I visited this WHS in November 2009. The shrines and temples of Nikko, together with their natural surroundings, have for centuries been a sacred site known for its architectural and decorative masterpieces. They are closely associated with the history of the Tokugawa Shoguns. You could easily spend 3-4 days here to try to cover all the sights there are to see.

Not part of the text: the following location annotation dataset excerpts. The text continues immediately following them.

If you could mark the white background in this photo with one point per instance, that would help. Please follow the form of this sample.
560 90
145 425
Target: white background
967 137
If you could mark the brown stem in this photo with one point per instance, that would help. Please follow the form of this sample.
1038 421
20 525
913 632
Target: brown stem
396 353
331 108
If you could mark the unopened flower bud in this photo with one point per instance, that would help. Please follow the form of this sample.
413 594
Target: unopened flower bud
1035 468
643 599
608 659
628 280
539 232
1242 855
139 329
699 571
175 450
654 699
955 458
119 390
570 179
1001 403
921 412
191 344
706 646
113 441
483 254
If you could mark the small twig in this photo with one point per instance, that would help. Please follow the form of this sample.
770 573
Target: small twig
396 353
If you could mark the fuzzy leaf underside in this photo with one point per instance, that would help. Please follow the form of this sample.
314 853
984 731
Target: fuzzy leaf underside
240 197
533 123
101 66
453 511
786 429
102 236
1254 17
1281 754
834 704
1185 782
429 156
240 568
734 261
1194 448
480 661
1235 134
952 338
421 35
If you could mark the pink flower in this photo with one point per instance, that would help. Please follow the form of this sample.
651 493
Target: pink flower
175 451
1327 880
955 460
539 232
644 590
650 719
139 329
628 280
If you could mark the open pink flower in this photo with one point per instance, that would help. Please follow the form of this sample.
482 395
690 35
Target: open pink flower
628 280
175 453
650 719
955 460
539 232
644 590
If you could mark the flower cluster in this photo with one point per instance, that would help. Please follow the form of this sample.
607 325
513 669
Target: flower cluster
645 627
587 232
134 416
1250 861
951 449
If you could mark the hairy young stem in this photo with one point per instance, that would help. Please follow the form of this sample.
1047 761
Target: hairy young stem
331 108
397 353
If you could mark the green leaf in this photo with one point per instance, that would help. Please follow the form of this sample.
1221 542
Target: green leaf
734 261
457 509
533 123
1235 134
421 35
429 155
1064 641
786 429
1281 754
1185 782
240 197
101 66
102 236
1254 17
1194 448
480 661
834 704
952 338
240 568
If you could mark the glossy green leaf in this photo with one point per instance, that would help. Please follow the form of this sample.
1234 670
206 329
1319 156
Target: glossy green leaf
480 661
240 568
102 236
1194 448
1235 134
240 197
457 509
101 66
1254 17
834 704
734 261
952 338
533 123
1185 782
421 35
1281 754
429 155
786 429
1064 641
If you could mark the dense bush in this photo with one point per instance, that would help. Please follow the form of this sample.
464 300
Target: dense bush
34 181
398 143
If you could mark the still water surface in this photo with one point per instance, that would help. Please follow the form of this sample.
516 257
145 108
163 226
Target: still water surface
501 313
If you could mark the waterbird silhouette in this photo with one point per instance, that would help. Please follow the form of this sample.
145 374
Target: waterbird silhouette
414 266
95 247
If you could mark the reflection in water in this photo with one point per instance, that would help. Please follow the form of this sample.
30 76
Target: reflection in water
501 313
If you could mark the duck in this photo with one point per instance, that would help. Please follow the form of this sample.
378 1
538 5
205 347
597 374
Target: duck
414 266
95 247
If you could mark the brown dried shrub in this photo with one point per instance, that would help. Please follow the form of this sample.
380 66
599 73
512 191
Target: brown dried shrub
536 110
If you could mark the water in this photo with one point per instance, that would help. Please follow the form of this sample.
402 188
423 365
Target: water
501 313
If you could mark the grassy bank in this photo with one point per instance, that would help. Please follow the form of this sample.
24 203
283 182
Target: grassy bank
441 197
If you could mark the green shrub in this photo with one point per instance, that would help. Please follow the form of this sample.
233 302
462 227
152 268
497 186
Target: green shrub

Nikko is a beautiful area. The World Heritage sites are all within easy walking distance from each other. There is a bus specific for the sites as well. I took the train from Asakusa, Tokyo and used the World Heritage Pass. It covers the roundtrip train ticket on the Tobu line and entrance to the sites. It doesn't however pay for special exhibits within the sites. The buildings were beautiful and very peaceful. Toshogu had construction and renovations going on but the main gate and buildings were visible. I would recommend going as early as possible to the sites. Since Nikko is a very popular destination there are many tour groups as well as school trips there. After around 9:30a.m., the temples and shrines lost a little of their tranquility and became more of a circus. But overall I would go back here again and recommend it to others. There is more to the area than just the World Heritage sites. Nikko is also in a national park with hot springs, waterfalls, hiking, and a large lake. To do both the sites and the park will require a stay overnight as the natural areas are at least an hour away by bus. Also Nikko is famous for yuba (tofu skin) so try some of the great yuba cuisine while you are there.
C H Ho
To visit the heritage in Japan, my first choice is Nikko. The constructor showed his power and treasury to build the most beautiful and colorful temples in Japan.